ValueError: not enough values to unpack

by alfredplpl - opened Jul 19, 2023

Discussion

alfredplpl

Jul 19, 2023

•

edited Jul 19, 2023

Thanks in advance.

Source (llama2gptq70b.py) :

from transformers import AutoTokenizer, pipeline, logging
from auto_gptq import AutoGPTQForCausalLM, BaseQuantizeConfig

model_name_or_path = "TheBloke/Llama-2-70B-GPTQ"
model_basename = "gptq_model-4bit--1g"

use_triton = False

tokenizer = AutoTokenizer.from_pretrained(model_name_or_path, use_fast=True)

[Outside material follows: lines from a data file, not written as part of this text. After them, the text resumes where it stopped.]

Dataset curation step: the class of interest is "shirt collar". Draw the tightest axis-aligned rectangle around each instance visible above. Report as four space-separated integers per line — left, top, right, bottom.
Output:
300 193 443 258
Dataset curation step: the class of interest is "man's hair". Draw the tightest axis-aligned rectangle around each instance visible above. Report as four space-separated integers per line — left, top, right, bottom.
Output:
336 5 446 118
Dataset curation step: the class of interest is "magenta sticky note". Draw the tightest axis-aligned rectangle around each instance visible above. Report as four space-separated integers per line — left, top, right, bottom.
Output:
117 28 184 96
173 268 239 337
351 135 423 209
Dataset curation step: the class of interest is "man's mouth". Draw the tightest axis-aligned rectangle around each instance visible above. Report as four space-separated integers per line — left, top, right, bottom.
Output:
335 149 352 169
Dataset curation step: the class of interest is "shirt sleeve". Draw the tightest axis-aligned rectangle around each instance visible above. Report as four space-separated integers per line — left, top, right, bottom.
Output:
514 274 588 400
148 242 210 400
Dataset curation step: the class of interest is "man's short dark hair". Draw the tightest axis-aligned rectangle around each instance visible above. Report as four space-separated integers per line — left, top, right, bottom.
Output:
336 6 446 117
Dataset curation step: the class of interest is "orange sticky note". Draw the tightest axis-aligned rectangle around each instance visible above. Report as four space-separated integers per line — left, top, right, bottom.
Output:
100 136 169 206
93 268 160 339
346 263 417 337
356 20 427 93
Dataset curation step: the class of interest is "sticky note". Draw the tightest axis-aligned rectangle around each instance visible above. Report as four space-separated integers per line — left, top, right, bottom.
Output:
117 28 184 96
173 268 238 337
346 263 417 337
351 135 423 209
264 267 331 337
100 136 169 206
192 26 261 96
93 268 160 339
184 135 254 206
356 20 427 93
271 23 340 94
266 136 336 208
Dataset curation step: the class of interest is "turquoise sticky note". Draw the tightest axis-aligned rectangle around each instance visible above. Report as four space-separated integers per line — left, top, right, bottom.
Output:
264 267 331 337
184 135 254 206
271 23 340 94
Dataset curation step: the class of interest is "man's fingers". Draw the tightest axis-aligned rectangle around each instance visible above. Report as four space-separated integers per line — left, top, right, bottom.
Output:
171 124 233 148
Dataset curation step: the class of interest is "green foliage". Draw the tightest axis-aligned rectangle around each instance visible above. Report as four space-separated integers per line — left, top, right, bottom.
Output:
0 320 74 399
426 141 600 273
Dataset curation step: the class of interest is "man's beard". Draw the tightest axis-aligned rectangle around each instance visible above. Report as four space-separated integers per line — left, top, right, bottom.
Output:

model = AutoGPTQForCausalLM.from_quantized(model_name_or_path,
        model_basename=model_basename,
        use_safetensors=True,
        trust_remote_code=True,
        device="cuda:0",
        use_triton=use_triton,
        quantize_config=None)

"""
To download from a specific branch, use the revision parameter, as in this example:

model = AutoGPTQForCausalLM.from_quantized(model_name_or_path,
        revision="gptq-4bit-32g-actorder_True",
        model_basename=model_basename,
        use_safetensors=True,
        trust_remote_code=True,
        device="cuda:0",
        quantize_config=None)
"""

prompt = "魔法少女まどか☆マギカで好きなキャラクターを教えてください。"
prompt_template=f'''System: あなたは日本人で、日本語を話します。あなたはアニメの専門家です。
User: {prompt}
Assistant:
'''
#System: あなたは日本人で、日本語を話します。あなたはアニメの専門家です。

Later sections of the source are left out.